MWRD Statement Regarding Disinfection                                                                                              July 31, 2007
Contact:  Mary Carroll                                                                                                            For Immediate Release
312-751-7909

Metropolitan Water Reclamation District Position Statement
Regarding Alliance for Great Lakes Disinfection Report

The District agrees with the Alliance for the Great Lakes’ (AGL) goal to help protect public health and to improve the Chicago Area Waterway System (CAWS).  However, the central theme that the District’s water reclamation plants (WRPs) should install disinfection and that the CAWS should be swimmable is not based on the recommended outcome of the Illinois Environmental Protection Agency (IEPA) Use Attainability Analysis (UAA) Study and is not supported by good science.

As an agency with a publicly elected Board of Commissioners, the District has a responsibility to the people it serves to make decisions that carefully take into account environmental, public health, and fiscal considerations.  While the AGL cites unspecified “limited anecdotal information,” of negative public health consequences to recreating on CAWS, there are no documented negative public health consequences.  The District believes that the people we serve deserve the benefit of more carefully collected and assessed data on which to base this significant investment.  The District has conducted several scientific and engineering studies regarding these issues, and is currently funding a $3.75 million epidemiological study of CAWS recreation.  The health and safety of people engaged in recreation on and along the CAWS is of utmost importance.  Results of the risk assessment and epidemiological research studies will provide necessary scientific evidence on CAWS microbial quality and the possible health risks to the people who enjoy the waterways each year.

The AGL report contends that disinfection of all of the District’s major WRPs could be implemented at the “low cost of $8.32 per person per year for the greater Chicago metropolitan area,” but this is deceptively low.  More realistically, the estimated cost would be $45.13 on the annual tax bill for a home with a market value of $200,000, an approximate 17% increase over the District’s 2006 tax rate.

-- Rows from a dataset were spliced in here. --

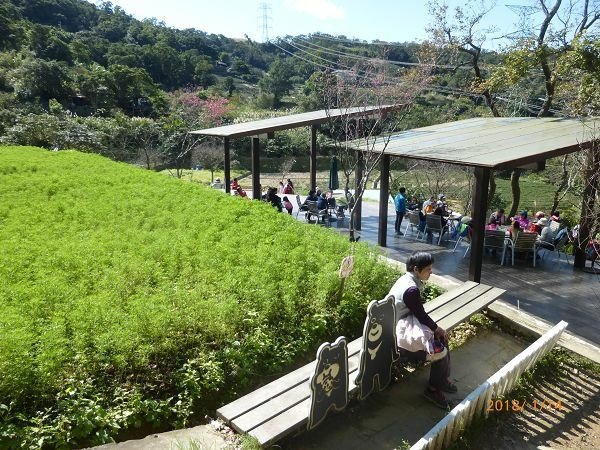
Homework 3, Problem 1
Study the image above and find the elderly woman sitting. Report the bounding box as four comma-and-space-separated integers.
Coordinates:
513, 210, 529, 230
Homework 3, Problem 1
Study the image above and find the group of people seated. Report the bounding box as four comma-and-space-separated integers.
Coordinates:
279, 178, 294, 195
486, 208, 561, 243
300, 189, 336, 215
407, 194, 451, 238
486, 208, 568, 258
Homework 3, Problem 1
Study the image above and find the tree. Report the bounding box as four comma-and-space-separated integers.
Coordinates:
194, 142, 225, 183
319, 53, 433, 241
428, 0, 506, 211
258, 58, 294, 107
10, 59, 73, 110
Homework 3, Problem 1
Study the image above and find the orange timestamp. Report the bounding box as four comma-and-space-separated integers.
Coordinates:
485, 398, 563, 413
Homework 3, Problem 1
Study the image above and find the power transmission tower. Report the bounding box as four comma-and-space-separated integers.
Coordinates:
505, 5, 540, 40
257, 3, 273, 43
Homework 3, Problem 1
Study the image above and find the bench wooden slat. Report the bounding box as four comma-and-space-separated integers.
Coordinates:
427, 284, 492, 323
217, 361, 317, 423
217, 338, 362, 424
423, 281, 480, 313
217, 281, 488, 424
438, 288, 506, 329
249, 399, 310, 445
217, 282, 504, 445
231, 353, 360, 432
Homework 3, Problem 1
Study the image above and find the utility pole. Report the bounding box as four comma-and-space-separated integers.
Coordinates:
505, 5, 541, 40
257, 2, 273, 43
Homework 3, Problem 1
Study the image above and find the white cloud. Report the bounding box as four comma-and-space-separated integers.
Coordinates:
286, 0, 346, 20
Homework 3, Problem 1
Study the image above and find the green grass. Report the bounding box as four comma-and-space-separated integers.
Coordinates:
0, 147, 404, 449
392, 169, 581, 215
161, 169, 252, 185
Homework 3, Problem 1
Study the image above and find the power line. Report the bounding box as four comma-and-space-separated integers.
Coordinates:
257, 3, 273, 43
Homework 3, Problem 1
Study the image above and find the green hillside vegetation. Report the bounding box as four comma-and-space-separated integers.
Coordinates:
0, 147, 404, 449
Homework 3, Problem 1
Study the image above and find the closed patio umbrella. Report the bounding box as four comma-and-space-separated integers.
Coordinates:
328, 156, 340, 191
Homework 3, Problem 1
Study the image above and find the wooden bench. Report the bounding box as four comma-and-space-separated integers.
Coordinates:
217, 281, 504, 445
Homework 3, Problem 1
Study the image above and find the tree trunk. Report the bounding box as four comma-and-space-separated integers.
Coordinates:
488, 170, 496, 208
508, 169, 521, 217
551, 155, 569, 212
573, 145, 600, 269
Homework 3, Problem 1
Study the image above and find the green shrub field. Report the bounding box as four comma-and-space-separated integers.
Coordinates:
0, 147, 397, 449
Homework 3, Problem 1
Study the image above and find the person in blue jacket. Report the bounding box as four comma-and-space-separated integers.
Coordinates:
394, 187, 406, 235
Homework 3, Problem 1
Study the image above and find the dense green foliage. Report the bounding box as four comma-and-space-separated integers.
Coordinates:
0, 147, 404, 448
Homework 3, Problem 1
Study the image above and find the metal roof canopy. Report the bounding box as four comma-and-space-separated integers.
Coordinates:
358, 117, 600, 169
355, 117, 600, 282
190, 105, 402, 138
190, 104, 405, 218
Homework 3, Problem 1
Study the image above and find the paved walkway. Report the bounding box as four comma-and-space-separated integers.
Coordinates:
94, 191, 600, 450
322, 191, 600, 344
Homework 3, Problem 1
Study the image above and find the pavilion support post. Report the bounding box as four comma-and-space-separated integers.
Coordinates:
310, 125, 319, 189
223, 137, 231, 194
351, 151, 365, 231
252, 137, 262, 200
377, 154, 390, 247
469, 167, 491, 283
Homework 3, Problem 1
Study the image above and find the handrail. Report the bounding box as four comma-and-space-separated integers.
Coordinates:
410, 320, 568, 450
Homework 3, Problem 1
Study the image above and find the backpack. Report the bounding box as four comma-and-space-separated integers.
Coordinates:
452, 222, 469, 239
553, 227, 569, 245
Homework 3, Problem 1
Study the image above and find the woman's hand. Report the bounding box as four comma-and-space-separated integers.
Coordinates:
433, 326, 448, 342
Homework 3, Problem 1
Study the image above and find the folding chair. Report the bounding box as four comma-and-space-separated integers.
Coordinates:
483, 230, 509, 265
424, 214, 448, 245
404, 211, 421, 239
505, 231, 538, 267
452, 227, 473, 258
296, 194, 307, 219
537, 234, 569, 264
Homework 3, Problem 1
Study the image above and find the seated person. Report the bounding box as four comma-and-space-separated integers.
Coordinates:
513, 210, 529, 230
488, 208, 506, 229
284, 178, 294, 194
283, 195, 294, 214
417, 204, 427, 232
423, 195, 436, 214
303, 189, 319, 205
406, 195, 419, 211
538, 217, 554, 250
317, 193, 327, 211
326, 191, 336, 209
283, 178, 294, 195
267, 188, 283, 212
509, 220, 521, 241
433, 200, 448, 227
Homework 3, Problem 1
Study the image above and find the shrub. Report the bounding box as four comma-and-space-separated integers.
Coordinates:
0, 147, 397, 448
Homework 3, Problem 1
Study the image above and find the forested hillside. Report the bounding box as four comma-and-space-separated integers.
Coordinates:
0, 0, 473, 172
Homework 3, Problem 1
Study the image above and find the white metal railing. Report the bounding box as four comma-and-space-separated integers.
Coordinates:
411, 320, 568, 450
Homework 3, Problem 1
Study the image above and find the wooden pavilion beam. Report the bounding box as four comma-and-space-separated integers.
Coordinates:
469, 167, 491, 283
252, 137, 262, 200
352, 151, 365, 231
223, 137, 231, 194
310, 124, 319, 189
377, 154, 390, 247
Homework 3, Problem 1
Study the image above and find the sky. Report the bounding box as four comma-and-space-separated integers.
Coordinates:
97, 0, 526, 49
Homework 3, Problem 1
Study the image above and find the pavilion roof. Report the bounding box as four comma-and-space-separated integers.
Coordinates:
357, 117, 600, 169
190, 105, 402, 138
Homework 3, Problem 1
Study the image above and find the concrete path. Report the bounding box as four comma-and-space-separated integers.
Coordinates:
96, 191, 600, 450
281, 331, 526, 450
314, 190, 600, 345
94, 331, 526, 450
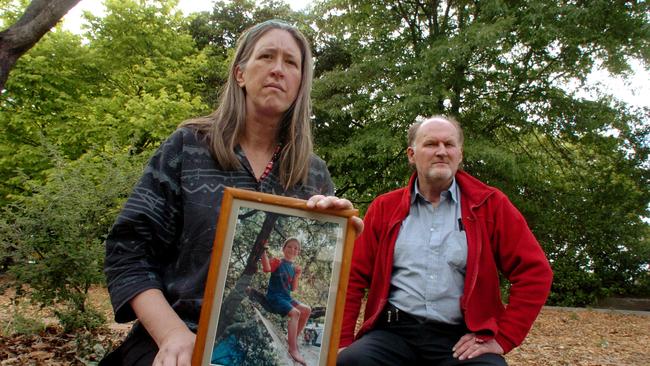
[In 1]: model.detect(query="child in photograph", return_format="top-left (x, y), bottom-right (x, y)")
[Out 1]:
top-left (262, 238), bottom-right (311, 365)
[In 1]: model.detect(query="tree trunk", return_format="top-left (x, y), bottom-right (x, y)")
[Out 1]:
top-left (0, 0), bottom-right (80, 93)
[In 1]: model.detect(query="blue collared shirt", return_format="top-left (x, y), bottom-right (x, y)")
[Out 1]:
top-left (389, 179), bottom-right (467, 324)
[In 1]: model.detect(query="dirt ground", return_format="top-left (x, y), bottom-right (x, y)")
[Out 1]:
top-left (0, 288), bottom-right (650, 366)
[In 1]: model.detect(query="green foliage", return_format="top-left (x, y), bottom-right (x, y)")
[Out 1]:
top-left (313, 0), bottom-right (650, 305)
top-left (0, 147), bottom-right (147, 329)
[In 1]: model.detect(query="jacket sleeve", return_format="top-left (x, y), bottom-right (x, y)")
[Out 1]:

District Board of Commissioners President Terrence J. O’Brien states, “It is irresponsible to try to trivialize the amount of financial and energy resources that would be required to disinfect the vast amount of effluent discharged by the District.”  Vice-President Kathleen Therese Meany adds, “Cost is not the issue.  The health and safety of the public is, and the District will make its decision based on the public interest, using good science and sound fiscal policy.”

While the AGL report advocates primary recreation on all of the CAWS, a large portion of these waterways have serious safety issues that are never mentioned in the AGL report.  Barge traffic; continuous, steep, vertical concrete and sheetpile walls; steep and rocky banks; contaminated sediments; and deep waters make these waterways unsafe for swimming, regardless of water quality.

There are inherent biological limitations to manmade channelized urban waterways that the AGL report fails to acknowledge, as well.  The AGL report implies that disinfection and CSO control would benefit aquatic life and increase fish populations.  In actuality, the major limitation for fish and other aquatic life still will be the lack of adequate physical habitat in these unnatural systems.  This clearly is another important issue, but not one that would be addressed by disinfection of effluent.